Failure to do this will be too big a price to pay for our nation. The negative power of trauma and its ability to displace and destroy society’s development gains has existed for a long time as demonstrated by reliable studies. The pandemic has indeed accumulated invisible mountains of social vulnerabilities and psychological trauma in our nation.


To proper situate the conversation, it is emphatic to ask if the COVID-19 has changed the class struggle, economy, the redistribution; performance of governance, power and leadership? By extension, has it influenced equity in our judicial institutions, distribution of national resources and creation of wealth? Also, can we foresee an incremental proportion of social trauma as a significant delay-agent in our post COVID-19 recovery strategy? The adverse effects therefrom will negatively affect the performance of e-Commerce and world trade.




So, what is the role of Information Technology and in particular, e-Commerce in alleviating the incidences from above circumstances? One thing remains crystal clear: ICT is at the centre of the required recovery solutions. And, if we do not empower e-Commerce to equalize lost jobs and create new ones, social trauma will escalate!
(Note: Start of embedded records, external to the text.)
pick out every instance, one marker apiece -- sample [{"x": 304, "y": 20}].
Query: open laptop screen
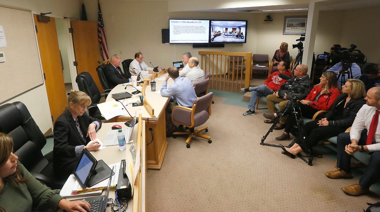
[{"x": 85, "y": 168}]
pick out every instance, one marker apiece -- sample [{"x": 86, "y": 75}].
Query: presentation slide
[
  {"x": 228, "y": 31},
  {"x": 188, "y": 31}
]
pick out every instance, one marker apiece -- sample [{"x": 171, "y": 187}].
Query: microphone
[
  {"x": 284, "y": 76},
  {"x": 130, "y": 123},
  {"x": 154, "y": 68}
]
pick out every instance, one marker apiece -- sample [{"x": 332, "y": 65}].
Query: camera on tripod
[{"x": 299, "y": 45}]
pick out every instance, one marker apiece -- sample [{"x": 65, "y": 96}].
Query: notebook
[
  {"x": 99, "y": 204},
  {"x": 121, "y": 95},
  {"x": 178, "y": 64}
]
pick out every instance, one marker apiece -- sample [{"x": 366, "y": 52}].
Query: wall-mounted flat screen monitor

In his book ‘Trauma: A Social Theory’; Jeffrey C. Alexander developed an original social theory of trauma. Thereafter, he used it to carry out a series of empirical investigations into social suffering around the globe. Alexander argued that traumas are not merely psychological but collective experiences. Further, he submitted that trauma plays a key role in defining the origins and outcomes of critical social conflicts.


Currently, existing evidence shows that there are more economic disillusions and uncertainties about future expectations for many families; corporate businesses, and leaderships in government. These disruptions have set in, not only in governance and the judicial institution, but in many layers of the entire society.


The noticeable idle minds can be energized by invigorating the e-Commerce ecosystem through strategic bailout. Government institutions may be seriously overwhelmed on how to strategically respond and ensure productive processes, adjudicate justice; deliver equitable solutions and national security; especially now, when the existing analogue systems are ill-prepared for e-Government, while poverty ferociously reflects in our faces.


How best can we respond to the desperation of about 50mmillion Nigerians sliding down the penury pit? This is where the e-Commerce factor in Information Technology ecosystem comes to the rescue. Lessons from COVID-19 pandemic teaches us that there is an active and productive virtual world out there. Information Technology is the cement that delivers justice and happiness to our lives, homes, children, and friends. It ameliorates and heals the traumatic incidents, brings smiles into our homes, as well as secures our digital future.


It is noteworthy to ascribe to the notion that the next phase of e-Commerce points to outer space travels where e-Commerce will play a formidable role of bringing smiles and memories of the planet Earth – including food to the citizens of Mars and beyond.